The impetus for the disappointing performance stems from billions of dollars the bank set aside to cover future litigation costs. Over the last few months, JPMorgan has found itself in the legal and regulatory crosshairs for a multitude of alleged violations.
The Securities and Exchange Commission is investigating whether it gave jobs to the children of high-ranking government officials in China in order to woo business. The Justice Department is looking into the quality of mortgage-backed securities it sold in the lead-up to the crisis. It recently settled regulatory actions related to last year's London Whale scandal. And the list goes on and on.
In anticipation of future payouts, JPMorgan recorded a $9.2 billion expense in order to build its litigation reserves.
"We continuously evaluate our legal reserves, but in this highly charged and unpredictable environment, with escalating demands and penalties from multiple government agencies, we thought it was prudent to significantly strengthen them," said Dimon. "While we expect our litigation costs should abate and normalize over time, they may continue to be volatile over the next several quarters."
Not unlike Bank of America (NYSE: BAC ) , which inherited the lion's share of its legal and regulatory woes via its acquisition of Countrywide Financial, JPMorgan is now reaping what it sowed through its crisis-era takeovers of Bear Stearns and Washington Mutual.
The one difference being that JPMorgan's moves were encouraged, if not underwritten, by and at the behest of the federal government. The resulting frustration came through loud and clear in the bank's earnings release.
According to Dimon (emphasis added), "The Board continues to seek a fair and reasonable settlement with the government on mortgage-related issues -- and one that recognizes the extraordinary circumstances of the Bear Stearns and Washington Mutual transactions, which were undertaken at the request or encouragement of the U.S. Government."
Litigation expenses aside, JPMorgan earned $5.8 billion, or $1.42 per share, which handily exceeded analysts' expectations of $4.65 billion, or $1.21 per share.
Every indication suggests its core businesses are performing well. Deposits were up by 10% in its consumer and community banking division. Its corporate and investment bank maintained its leadership position in global investment banking fees. And the bank's asset management division recorded its 18th consecutive quarter of positive net long-term client flows.
In addition, serving as perhaps a harbinger of things to come from the rest of the industry, its mortgage origination volume held up better than expected despite the sharp decline in refinance activity. Last month, chief financial officer Marianne Lake predicted that its home loan volume could drop by as much as 40%. But today, we learned that it declined by a much more reasonable 18%.
However, the same cannot be said for Wells Fargo (NYSE: WFC ) , which reported today that its third-quarter mortgage origination volume came in at $80 billion. The performance broke Wells Fargo's record streak of seven consecutive quarters in which it underwrote more than $100 billion in home loans.

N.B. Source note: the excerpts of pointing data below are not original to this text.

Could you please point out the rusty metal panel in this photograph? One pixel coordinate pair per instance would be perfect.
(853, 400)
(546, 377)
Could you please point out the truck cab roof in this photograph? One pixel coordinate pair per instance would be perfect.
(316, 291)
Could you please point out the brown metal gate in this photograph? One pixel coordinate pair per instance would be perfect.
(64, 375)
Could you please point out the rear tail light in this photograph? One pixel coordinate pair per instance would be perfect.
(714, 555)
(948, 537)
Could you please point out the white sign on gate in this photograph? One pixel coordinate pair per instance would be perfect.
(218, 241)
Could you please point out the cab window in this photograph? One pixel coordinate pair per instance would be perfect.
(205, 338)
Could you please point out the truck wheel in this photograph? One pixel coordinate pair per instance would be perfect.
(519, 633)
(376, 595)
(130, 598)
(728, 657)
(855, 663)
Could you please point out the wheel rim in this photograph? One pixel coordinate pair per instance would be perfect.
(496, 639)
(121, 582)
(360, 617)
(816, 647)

At the end of the day, whether you love JPMorgan or hate it, there's little doubt that it's one of the most successful financial institutions in the world. And with a staggering $23 billion in reserves to protect against future legal costs and settlements, it's hard to imagine that this quarter is anything but a blip on the megabank's otherwise profitable radar screen.
At the time of writing, shares of the bank are trading up by more than 1%.